10 tips for getting out from under when you’re stuck

You may know the feeling. You’re driving along a road just fine. Then you slip, slide and come to a halt. Your vehicle is officially stuck. Natural inclination is to get out and get unstuck—quickly.

In our last blog post Remember Jordan, we saw the devastating effects of ‘taking a run at it’ and attempting vehicle recovery on your own, without the proper equipment. If you find yourself stuck—your best bet for getting out is to call a certified, towing professional. They have the know-how, training and equipment to get you out.

Not an option? These tips can help you recover your vehicle properly. Done right and done safely, you can get out without injury or incident and back safely on the road.

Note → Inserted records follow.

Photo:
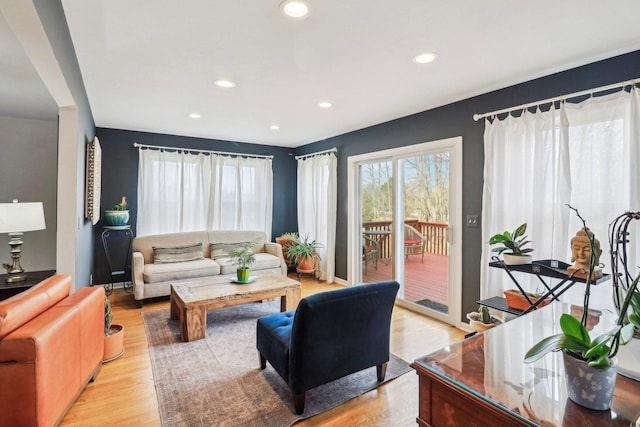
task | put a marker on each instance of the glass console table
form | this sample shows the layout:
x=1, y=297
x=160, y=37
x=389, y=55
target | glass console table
x=542, y=269
x=484, y=381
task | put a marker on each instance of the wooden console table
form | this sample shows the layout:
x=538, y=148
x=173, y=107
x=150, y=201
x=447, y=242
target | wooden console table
x=484, y=381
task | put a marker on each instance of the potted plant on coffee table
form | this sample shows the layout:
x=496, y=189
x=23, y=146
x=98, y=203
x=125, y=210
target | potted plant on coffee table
x=113, y=335
x=512, y=249
x=243, y=256
x=590, y=363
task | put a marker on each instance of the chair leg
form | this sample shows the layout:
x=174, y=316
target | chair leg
x=298, y=402
x=263, y=361
x=382, y=371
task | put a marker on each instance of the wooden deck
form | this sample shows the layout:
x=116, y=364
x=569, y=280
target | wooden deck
x=423, y=281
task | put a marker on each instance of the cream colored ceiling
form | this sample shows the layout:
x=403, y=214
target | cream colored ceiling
x=147, y=64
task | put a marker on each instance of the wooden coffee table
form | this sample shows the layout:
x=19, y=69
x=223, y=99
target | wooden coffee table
x=191, y=300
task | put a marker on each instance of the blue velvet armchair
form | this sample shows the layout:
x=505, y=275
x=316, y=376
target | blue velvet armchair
x=330, y=335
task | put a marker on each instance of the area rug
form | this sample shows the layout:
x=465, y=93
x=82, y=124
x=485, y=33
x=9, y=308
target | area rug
x=218, y=381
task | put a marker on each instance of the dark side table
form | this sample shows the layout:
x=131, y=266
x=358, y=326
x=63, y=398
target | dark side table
x=117, y=265
x=33, y=278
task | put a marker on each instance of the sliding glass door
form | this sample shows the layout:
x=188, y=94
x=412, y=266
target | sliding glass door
x=408, y=203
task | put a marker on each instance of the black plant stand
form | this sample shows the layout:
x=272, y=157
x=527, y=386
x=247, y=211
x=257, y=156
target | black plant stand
x=119, y=269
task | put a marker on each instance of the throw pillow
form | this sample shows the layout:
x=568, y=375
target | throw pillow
x=219, y=250
x=169, y=254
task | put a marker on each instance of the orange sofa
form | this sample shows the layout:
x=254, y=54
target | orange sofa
x=51, y=346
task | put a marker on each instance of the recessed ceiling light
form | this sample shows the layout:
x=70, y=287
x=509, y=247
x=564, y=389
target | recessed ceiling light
x=424, y=58
x=296, y=9
x=224, y=83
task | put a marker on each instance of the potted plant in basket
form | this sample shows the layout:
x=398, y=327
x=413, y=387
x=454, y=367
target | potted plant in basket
x=482, y=320
x=113, y=335
x=590, y=364
x=286, y=240
x=244, y=256
x=304, y=253
x=118, y=216
x=512, y=249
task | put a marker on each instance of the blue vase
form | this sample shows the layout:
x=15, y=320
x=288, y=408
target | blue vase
x=116, y=218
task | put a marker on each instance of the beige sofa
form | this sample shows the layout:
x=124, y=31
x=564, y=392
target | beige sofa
x=179, y=257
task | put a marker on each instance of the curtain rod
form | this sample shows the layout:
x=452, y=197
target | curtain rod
x=330, y=150
x=191, y=150
x=633, y=82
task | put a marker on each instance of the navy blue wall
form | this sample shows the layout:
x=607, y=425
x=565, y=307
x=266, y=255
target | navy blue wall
x=120, y=158
x=120, y=178
x=457, y=120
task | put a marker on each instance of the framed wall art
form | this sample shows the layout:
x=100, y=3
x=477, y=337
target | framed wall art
x=93, y=181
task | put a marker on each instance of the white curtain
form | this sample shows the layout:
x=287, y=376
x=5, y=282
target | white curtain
x=585, y=155
x=189, y=192
x=317, y=205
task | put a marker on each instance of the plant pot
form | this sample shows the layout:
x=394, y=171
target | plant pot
x=590, y=387
x=515, y=299
x=511, y=259
x=306, y=264
x=243, y=274
x=113, y=343
x=477, y=324
x=116, y=218
x=285, y=250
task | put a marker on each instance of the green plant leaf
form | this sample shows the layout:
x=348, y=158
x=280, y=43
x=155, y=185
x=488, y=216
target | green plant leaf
x=634, y=318
x=626, y=333
x=520, y=231
x=572, y=327
x=498, y=238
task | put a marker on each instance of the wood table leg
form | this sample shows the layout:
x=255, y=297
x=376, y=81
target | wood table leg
x=289, y=301
x=193, y=323
x=175, y=307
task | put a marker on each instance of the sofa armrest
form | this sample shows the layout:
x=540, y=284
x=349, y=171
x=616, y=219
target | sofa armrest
x=137, y=271
x=276, y=250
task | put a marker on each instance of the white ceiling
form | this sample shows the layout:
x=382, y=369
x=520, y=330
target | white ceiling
x=147, y=64
x=22, y=92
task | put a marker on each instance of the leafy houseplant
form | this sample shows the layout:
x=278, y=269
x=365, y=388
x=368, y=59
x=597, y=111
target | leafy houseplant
x=513, y=244
x=113, y=335
x=118, y=216
x=304, y=253
x=286, y=240
x=587, y=357
x=244, y=256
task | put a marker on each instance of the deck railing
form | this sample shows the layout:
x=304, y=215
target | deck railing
x=434, y=232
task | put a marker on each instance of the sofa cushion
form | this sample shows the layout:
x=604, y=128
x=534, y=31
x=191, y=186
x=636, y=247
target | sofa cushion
x=180, y=253
x=180, y=270
x=263, y=261
x=21, y=308
x=219, y=250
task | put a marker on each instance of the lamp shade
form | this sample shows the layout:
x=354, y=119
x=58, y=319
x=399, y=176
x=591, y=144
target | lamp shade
x=19, y=217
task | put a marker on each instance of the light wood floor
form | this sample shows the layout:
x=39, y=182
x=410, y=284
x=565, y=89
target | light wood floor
x=124, y=394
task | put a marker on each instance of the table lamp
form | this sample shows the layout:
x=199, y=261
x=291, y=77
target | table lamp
x=16, y=218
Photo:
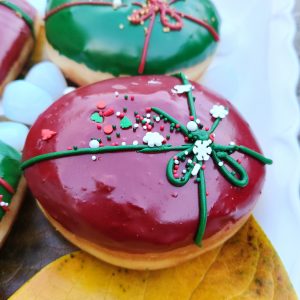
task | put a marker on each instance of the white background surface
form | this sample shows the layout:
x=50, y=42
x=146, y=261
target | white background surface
x=257, y=69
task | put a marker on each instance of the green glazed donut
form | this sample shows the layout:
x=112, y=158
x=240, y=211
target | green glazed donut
x=130, y=38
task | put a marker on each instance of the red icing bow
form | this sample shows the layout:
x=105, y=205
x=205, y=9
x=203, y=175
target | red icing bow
x=170, y=19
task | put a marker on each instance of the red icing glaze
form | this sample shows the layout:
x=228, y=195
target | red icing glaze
x=14, y=33
x=124, y=200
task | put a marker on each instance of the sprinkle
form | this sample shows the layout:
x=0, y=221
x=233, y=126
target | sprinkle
x=196, y=169
x=94, y=143
x=101, y=105
x=108, y=129
x=47, y=134
x=108, y=112
x=192, y=126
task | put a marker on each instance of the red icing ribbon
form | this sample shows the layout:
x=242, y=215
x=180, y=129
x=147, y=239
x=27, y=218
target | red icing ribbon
x=155, y=7
x=149, y=10
x=7, y=186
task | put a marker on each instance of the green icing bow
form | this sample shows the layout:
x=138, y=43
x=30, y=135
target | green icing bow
x=200, y=147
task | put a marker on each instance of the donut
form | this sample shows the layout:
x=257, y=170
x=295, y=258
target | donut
x=144, y=172
x=18, y=22
x=12, y=188
x=96, y=40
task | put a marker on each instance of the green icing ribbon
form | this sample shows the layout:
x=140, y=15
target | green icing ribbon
x=10, y=174
x=220, y=154
x=21, y=13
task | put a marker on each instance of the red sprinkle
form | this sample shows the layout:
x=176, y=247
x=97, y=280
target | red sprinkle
x=108, y=112
x=101, y=105
x=108, y=129
x=47, y=134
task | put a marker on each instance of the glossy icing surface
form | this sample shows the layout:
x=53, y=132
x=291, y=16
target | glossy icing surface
x=10, y=174
x=105, y=40
x=14, y=33
x=124, y=200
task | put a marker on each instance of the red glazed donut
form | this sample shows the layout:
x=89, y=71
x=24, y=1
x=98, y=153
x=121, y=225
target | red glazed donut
x=17, y=21
x=146, y=204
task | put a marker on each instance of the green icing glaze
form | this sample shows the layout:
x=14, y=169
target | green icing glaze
x=220, y=154
x=92, y=35
x=20, y=12
x=9, y=171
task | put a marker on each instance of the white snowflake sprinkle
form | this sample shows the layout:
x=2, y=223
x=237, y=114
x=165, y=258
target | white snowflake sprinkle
x=202, y=150
x=182, y=88
x=219, y=111
x=153, y=139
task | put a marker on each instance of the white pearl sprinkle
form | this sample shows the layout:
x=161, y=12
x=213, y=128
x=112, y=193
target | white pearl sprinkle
x=94, y=144
x=192, y=126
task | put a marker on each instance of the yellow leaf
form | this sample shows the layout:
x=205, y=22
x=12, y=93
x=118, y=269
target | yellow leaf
x=245, y=267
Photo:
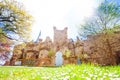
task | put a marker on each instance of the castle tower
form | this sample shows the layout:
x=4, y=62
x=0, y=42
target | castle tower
x=60, y=37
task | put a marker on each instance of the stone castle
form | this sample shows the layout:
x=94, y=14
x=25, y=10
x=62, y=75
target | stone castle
x=43, y=53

Energy Safety Canada - Know before your tow blog post

Know before you tow—10 tips for getting out from under when you’re stuck

 

 

 

 

 

 

 

 

Start with journey management

  1. If travelling for work, follow proper journey management protocol and outline any hazard considerations on your planned route before heading out. Let your supervisor (and a family member) know your expected arrival time and when you’ve actually made it to your destination.
  1. Give your vehicle the once-over and stock up on emergency kit essentials.
  1. Check the road reports for weather conditions.

Attempting the tow

  1. If you’re in a position where you must tow and have another vehicle present, start by checking for hazards around you. Assess your danger/safe zones. Near a road or traffic? Place warning devices at least 30 metres (100 feet) in front of you and 30 metres behind you. Ensure there is a clear, straight path to pull the vehicle out.
  1. Don’t have the right equipment? Improvising is not an option. Only attempt vehicle recovery if you have the right equipment engineered for this purpose. Do NOT use items that are used to secure loads, such as chains, hooks or web slings—they can become deadly projectiles.
  1. Check the vehicle weight (GVW) on the plate of the driver’s door—don’t exceed ratings for the recovery equipment. The vehicle doing the towing needs to be heavier than or roughly the same weight as the vehicle being towed.
  1. Use recovery straps in good condition with proper loops, not hooks (think deadly metal missile). Check the strap length and strength. The length needs to be at least six metres (20 feet) including the loops. Strap strength: the minimum breaking strength (MBS) should be two to three times the weight of the stuck vehicle.
  1. Check your owner’s manual for information on how to properly secure the recovery straps or equipment to your vehicle. Only attach recovery straps to secure load-rated, engineered recovery components such as receivers and shackles and with a working load limit (WLL) that exceed the strap’s MBS. Keep it tight and do not jerk the strap before towing.
  1. Lay out the recovery strap. Pull the vehicle on a straight path in front. Plan ahead and agree on hand signals. Accelerate slowly (about 10-12km/hr). Slow and steady is best. If after three attempts the struck vehicle is still stuck, it’s time to stop and find a tow truck. Only remove straps when both vehicles are fully stopped and secured.
  1. Constant communication will keep you safe. STOP if you are ever unsure or feel unsafe.

Don't Risk Life or Limb

Murray Elliott, President of Energy Safety Canada reminds workers, “Sadly, in Jordan’s case—a young life was unnecessarily taken too soon. Before taking a run at it—let’s remember Jordan. A proper field risk assessment, knowing the basics of safe vehicle recovery, using the right equipment and understanding kinetic forces at play can prevent accidents from happening in the first place. Calling a professional reduces the risk and gets the job done safely. No job is worth losing a life.”